Alle sue torture, prendevano parte soldati sia statunitensi che afgani. Quattro degli otto prigionieri che si trovavano con lui sono stati uccisi. Egli ha assistito personalmente all’omicidio di un uomo chiamato Sayed Muhammed.

Le indagini sulle uccisioni di civili in Afghanistan sono estremamente rare. Amnesty International è a conoscenza di solo sei casi in cui, dal 2009, soldati statunitensi sono finiti sotto processo.

Secondo il diritto internazionale umanitario, non tutte le morti di civili durante un conflitto armato costituiscono un atto illegale. Ma se vi è il sospetto che i civili siano stati uccisi de liberamente o durante un attacco indiscriminato o sproporzionato, è d’obbligo l’apertura di un’inchiesta immediata, approfondita e imparziale. Se questa determinato che sono state violate le leggi di guerra, dev’essere avviato un processo.

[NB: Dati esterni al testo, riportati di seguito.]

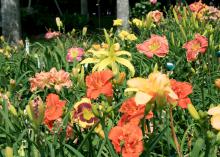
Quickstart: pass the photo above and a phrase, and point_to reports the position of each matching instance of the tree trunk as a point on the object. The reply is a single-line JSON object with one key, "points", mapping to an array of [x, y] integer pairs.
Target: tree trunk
{"points": [[11, 27], [123, 12], [84, 7]]}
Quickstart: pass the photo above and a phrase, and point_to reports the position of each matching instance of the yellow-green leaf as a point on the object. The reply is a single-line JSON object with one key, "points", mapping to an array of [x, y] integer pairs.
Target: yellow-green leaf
{"points": [[119, 53], [89, 60], [126, 63]]}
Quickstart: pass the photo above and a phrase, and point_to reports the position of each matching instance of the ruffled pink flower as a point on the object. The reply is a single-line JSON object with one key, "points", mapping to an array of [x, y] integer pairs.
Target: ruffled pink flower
{"points": [[73, 53], [50, 34], [195, 46], [156, 45], [153, 1]]}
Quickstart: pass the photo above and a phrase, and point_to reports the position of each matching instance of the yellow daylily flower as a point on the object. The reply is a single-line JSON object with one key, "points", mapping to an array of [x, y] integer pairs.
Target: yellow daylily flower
{"points": [[155, 88], [215, 120], [117, 22], [109, 56]]}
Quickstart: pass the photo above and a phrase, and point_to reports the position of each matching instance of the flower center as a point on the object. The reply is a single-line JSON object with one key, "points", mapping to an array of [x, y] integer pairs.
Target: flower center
{"points": [[196, 47], [154, 46], [74, 53], [87, 114]]}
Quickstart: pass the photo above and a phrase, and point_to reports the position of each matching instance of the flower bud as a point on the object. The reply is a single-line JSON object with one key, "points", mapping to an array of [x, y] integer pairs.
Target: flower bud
{"points": [[210, 135], [35, 111], [193, 112], [8, 152], [217, 83]]}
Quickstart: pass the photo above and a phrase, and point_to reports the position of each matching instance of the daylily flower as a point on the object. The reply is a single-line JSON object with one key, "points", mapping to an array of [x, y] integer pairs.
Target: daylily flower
{"points": [[54, 109], [82, 114], [127, 139], [109, 56], [215, 120], [195, 46], [50, 34], [197, 6], [132, 112], [117, 22], [153, 1], [53, 78], [74, 53], [155, 88], [182, 90], [99, 83], [156, 45], [217, 83], [156, 15]]}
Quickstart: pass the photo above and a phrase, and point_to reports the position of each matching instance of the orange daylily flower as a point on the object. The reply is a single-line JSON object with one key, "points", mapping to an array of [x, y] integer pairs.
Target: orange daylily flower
{"points": [[127, 139], [155, 88], [215, 120], [195, 46], [182, 90], [133, 112], [156, 45], [98, 83], [54, 109]]}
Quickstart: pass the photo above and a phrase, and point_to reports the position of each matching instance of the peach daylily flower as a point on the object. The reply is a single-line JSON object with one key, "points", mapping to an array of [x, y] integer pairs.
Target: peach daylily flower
{"points": [[156, 15], [132, 113], [53, 78], [54, 109], [99, 83], [215, 120], [155, 88], [195, 46], [74, 53], [182, 90], [156, 45], [127, 139]]}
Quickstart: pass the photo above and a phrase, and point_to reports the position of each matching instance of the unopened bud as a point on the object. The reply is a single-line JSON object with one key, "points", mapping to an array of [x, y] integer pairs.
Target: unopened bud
{"points": [[193, 112]]}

Delle decine e decine di testimoni, feriti e loro familiari incontrati da Amnesty International durante le ricerche su cui si basa il rapporto, solo due persone hanno riferito di essere state ascoltate dagli inquirenti militari statunitensi. In molti dei casi descritti dal rapporto, i portavoce dell’esercito Usa o della Nato hanno annunciato che era stata avviata un’inchiesta ma non hanno mai fornito ulteriori informazioni sugli sviluppi o le conclusioni, lasciando vittime e loro parenti nel buio.

‘Sollecitiamo l’esercito Usa a indagare immediatamente su tutti i casi documentati nel nostro rapporto e su ogni altro caso in cui dei civili siano stati uccisi. Le vittime e le loro famiglie meritano giustizia’ – ha commentato Bennett.

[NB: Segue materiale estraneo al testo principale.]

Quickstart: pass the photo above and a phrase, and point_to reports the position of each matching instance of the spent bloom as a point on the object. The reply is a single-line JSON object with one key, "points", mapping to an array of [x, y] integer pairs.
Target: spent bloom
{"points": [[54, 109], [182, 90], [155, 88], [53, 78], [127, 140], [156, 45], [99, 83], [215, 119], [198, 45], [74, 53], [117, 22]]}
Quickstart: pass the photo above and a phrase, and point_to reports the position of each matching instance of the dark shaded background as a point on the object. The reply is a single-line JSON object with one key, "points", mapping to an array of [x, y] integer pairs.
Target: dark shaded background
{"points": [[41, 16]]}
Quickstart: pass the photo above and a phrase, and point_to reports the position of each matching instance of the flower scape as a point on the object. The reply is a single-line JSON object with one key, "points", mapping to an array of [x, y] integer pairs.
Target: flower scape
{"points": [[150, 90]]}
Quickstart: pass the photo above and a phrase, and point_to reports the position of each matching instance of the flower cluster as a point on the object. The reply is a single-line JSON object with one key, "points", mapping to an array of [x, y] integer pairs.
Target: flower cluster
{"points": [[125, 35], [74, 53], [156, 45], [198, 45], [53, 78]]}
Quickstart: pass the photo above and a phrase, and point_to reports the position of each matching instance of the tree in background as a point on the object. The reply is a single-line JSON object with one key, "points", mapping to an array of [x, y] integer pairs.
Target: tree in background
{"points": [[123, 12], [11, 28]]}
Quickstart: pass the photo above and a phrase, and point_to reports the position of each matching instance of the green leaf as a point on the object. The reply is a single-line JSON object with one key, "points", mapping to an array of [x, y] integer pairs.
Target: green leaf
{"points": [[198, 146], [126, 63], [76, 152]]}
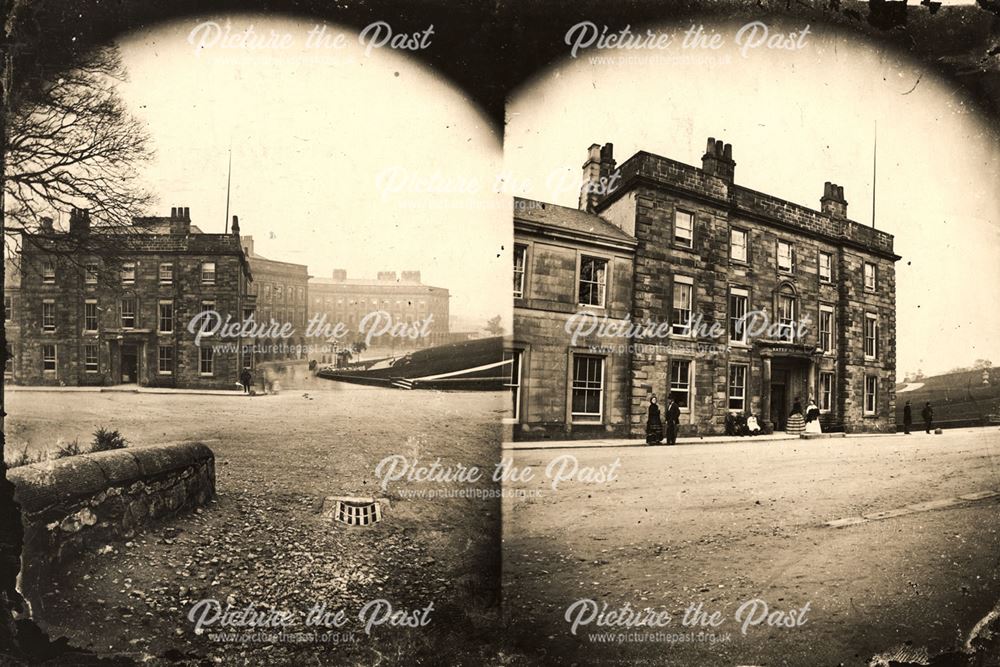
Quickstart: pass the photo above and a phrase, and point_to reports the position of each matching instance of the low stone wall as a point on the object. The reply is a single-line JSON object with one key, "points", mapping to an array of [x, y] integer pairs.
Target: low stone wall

Per valutare la legalità di un’operazione di guerra, il sistema di giustizia militare si basa in larga parte sul racconto dei soldati che vi hanno preso parte. In assenza di un’autorità investigativa indipendente, il conflitto d’interesse è evidente: come possono soldati e comandanti denunciare se stessi?

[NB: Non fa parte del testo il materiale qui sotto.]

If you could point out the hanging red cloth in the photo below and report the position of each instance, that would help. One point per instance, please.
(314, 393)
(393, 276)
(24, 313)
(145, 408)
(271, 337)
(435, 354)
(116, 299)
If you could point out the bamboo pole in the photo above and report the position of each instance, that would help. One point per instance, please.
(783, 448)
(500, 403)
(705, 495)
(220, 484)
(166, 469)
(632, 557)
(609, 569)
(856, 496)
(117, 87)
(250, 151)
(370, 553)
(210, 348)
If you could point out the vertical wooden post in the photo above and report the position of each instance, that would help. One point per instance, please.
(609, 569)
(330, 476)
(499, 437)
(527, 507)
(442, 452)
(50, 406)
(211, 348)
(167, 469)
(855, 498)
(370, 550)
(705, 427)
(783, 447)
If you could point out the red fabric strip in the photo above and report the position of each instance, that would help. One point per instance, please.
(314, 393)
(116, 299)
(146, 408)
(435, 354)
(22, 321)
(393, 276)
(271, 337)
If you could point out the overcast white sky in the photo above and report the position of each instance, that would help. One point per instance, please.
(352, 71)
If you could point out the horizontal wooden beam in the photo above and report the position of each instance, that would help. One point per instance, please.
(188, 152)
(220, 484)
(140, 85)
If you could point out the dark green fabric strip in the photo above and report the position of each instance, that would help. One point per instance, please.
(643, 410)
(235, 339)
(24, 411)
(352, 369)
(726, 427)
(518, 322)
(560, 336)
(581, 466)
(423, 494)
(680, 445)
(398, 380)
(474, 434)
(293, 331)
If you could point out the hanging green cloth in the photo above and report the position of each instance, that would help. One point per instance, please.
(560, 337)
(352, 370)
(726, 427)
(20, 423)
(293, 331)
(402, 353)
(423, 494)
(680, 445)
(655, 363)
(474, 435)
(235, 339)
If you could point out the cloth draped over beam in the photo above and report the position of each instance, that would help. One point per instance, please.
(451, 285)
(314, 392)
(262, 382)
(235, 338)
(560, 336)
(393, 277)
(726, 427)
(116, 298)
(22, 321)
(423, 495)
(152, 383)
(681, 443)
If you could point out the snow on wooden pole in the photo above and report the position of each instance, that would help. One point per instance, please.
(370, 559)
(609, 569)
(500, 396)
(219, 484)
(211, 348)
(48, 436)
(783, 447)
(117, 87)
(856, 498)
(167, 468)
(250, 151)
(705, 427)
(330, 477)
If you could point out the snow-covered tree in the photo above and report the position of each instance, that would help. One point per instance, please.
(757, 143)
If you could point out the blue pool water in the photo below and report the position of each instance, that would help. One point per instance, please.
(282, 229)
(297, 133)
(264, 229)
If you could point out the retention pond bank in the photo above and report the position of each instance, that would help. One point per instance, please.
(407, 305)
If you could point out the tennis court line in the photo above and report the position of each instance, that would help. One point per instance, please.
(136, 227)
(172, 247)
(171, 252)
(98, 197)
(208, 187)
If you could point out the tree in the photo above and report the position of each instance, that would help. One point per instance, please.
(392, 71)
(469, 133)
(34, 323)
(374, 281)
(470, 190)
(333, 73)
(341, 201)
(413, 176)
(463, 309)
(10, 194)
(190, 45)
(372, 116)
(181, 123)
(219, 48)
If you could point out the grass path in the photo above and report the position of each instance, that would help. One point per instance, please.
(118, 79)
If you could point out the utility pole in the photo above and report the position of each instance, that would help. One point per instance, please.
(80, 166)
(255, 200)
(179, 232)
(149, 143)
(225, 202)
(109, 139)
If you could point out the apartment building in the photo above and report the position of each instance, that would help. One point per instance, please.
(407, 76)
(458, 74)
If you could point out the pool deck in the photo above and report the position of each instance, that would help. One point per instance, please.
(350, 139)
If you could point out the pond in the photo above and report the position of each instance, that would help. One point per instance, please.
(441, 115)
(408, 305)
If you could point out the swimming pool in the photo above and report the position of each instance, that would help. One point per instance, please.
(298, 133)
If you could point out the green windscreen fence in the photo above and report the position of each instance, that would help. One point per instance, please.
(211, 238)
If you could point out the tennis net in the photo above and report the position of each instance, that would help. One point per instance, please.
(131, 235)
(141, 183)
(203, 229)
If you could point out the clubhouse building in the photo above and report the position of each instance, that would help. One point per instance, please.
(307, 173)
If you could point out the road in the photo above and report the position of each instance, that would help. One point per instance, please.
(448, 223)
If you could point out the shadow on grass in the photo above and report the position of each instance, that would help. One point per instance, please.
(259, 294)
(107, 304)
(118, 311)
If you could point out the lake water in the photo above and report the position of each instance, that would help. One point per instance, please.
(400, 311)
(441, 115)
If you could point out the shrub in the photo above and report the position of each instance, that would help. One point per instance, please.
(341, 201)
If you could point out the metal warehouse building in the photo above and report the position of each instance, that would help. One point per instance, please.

Nei rari casi in cui un caso giunge a processo, la mancanza d’indipendenza dei tribunali militari Usa costituisce un’altra fonte di preoccupazione. È inoltre estremamente raro che testimoni afgani vengano chiamati a deporre.

‘C’è urgente bisogno di una riforma del sistema di giustizia militare. Gli Usa dovrebbero imparare da altri paesi, molti dei quali recentemente hanno fatto grandi passi avanti nel portare sotto supervisione civile la giustizia militare’ –  ha concluso Bennett.

Da ultimo, il rapporto di Amnesty International mette in luce la mancanza di trasparenza nelle indagini e nei processi per le uccisioni illegali di civili in Afghanistan. Gli Usa non rendono noti i dati complessivi e forniscono solo raramente informazioni su casi specifici. Le garanzie in tema di libertà d’informazione, che dovrebbero garantire trasparenza quando un organo governativo non fornisce informazioni,  non funzionano efficacemente quando si tratta di vittime civili.

Amnesty International sollecita il governo dell’Afghanistan a porre in essere un sistema d’indagine sugli abusi commesso dalle forze della sicurezza nazionale afgana, che alla fine del 2014 assumerà piene responsabilità nelle operazioni militari.